CP2K MPI/OpenMP-hybrid Execution (PSMP)

Overview

CP2K's grid-based calculation as well as DBCSR's block sparse matrix multiplication (Cannon algorithm) prefer a square-number for the total rank-count (2d communication pattern). This is not to be obfuscated with a Power-of-Two (POT) rank-count that usually leads to trivial work distribution (MPI).

It can be more efficient to leave CPU-cores unused in order to achieve this square-number property rather than using all cores with a "non-preferred" total rank-count (sometimes a frequency upside over an "all-core turbo" emphasizes this property further). Counter-intuitively, even an unbalanced rank-count per node i.e., different rank-counts per socket can be an advantage. Pinning MPI processes and placing threads requires extra care to be taken on a per-node basis to load a dual-socket system in a balanced fashion or to setup space between ranks for the OpenMP threads.

Because of the above-mentioned complexity, a script for planning MPI/OpenMP-hybrid execution (plan.sh) is available. Here is a first example for running the PSMP-binary on an SMP-enabled (Hyperthreads) dual-socket system with 24 cores per processor/socket (96 hardware threads in total). At first, a run with 48 ranks and 2 threads per core comes to the mind (48x2). However, for instance 16 ranks with 6 threads per rank can be better for performance (16x6). To easily place the ranks, Intel MPI is used:

mpirun -np 16 \
  -genv I_MPI_PIN_DOMAIN=auto -genv I_MPI_PIN_ORDER=bunch \
  -genv OMP_PLACES=threads -genv OMP_PROC_BIND=SPREAD \
  -genv OMP_NUM_THREADS=6 \
  exe/Linux-x86-64-intelx/cp2k.psmp workload.inp

Note: For hybrid codes, I_MPI_PIN_DOMAIN=auto is recommended as it spaces the ranks according to the number of OpenMP threads (OMP_NUM_THREADS). It is not necessary and not recommended to build a rather complicated I_MPI_PIN_PROCESSOR_LIST for hybrid codes (MPI plus OpenMP). To display and to log the pinning and thread affinization at the startup of an application, I_MPI_DEBUG=4 can be used with no performance penalty. The recommended I_MPI_PIN_ORDER=bunch ensures that ranks per node are split as even as possible with respect to sockets (e.g., 36 ranks on a 2x20-core system are put in 2x18 ranks instead of 20+16 ranks).

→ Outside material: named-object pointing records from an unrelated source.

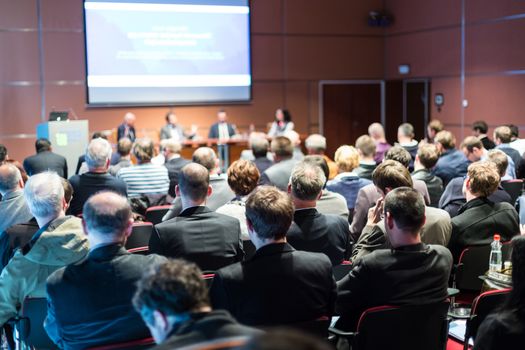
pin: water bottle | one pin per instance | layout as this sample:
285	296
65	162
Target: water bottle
495	254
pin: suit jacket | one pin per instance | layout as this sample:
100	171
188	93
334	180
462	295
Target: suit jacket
44	161
477	222
278	285
410	275
204	327
314	232
278	174
89	304
209	239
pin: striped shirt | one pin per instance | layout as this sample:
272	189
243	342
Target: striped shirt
145	179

To achieve a similar placement with OpenMPI, ranks are mapped to "execution slots" (--map-by slot) along with specifying the number of processing elements (PE). By default, execution slots are counted in number of physical cores which yields --map-by slot:PE=3 for the same system (mentioned above).

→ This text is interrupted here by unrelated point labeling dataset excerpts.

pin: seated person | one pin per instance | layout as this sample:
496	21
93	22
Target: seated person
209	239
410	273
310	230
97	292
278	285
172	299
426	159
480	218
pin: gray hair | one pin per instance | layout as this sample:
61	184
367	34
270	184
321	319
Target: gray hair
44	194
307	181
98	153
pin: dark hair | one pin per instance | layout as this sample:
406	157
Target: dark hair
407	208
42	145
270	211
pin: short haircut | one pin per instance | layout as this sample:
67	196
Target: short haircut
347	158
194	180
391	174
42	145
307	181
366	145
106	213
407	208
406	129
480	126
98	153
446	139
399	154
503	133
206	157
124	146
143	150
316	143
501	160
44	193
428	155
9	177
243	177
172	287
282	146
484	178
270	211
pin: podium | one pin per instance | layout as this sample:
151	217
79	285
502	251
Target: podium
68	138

mpirun -np 16 --map-by slot:PE=3 \
  -x OMP_PLACES=threads -x OMP_PROC_BIND=SPREAD \
  -x OMP_NUM_THREADS=6 \
  exe/Linux-x86-64-intelx/cp2k.psmp workload.inp

Note: Intel MPI's I_MPI_PIN_ORDER=bunch to balance the number of ranks between sockets (see above) appears hard to achieve with OpenMPI therefore an undersubscribed system may not be recommended. To display and to log the pinning and thread affinization at the startup of an application, mpirun --report-bindings can be used.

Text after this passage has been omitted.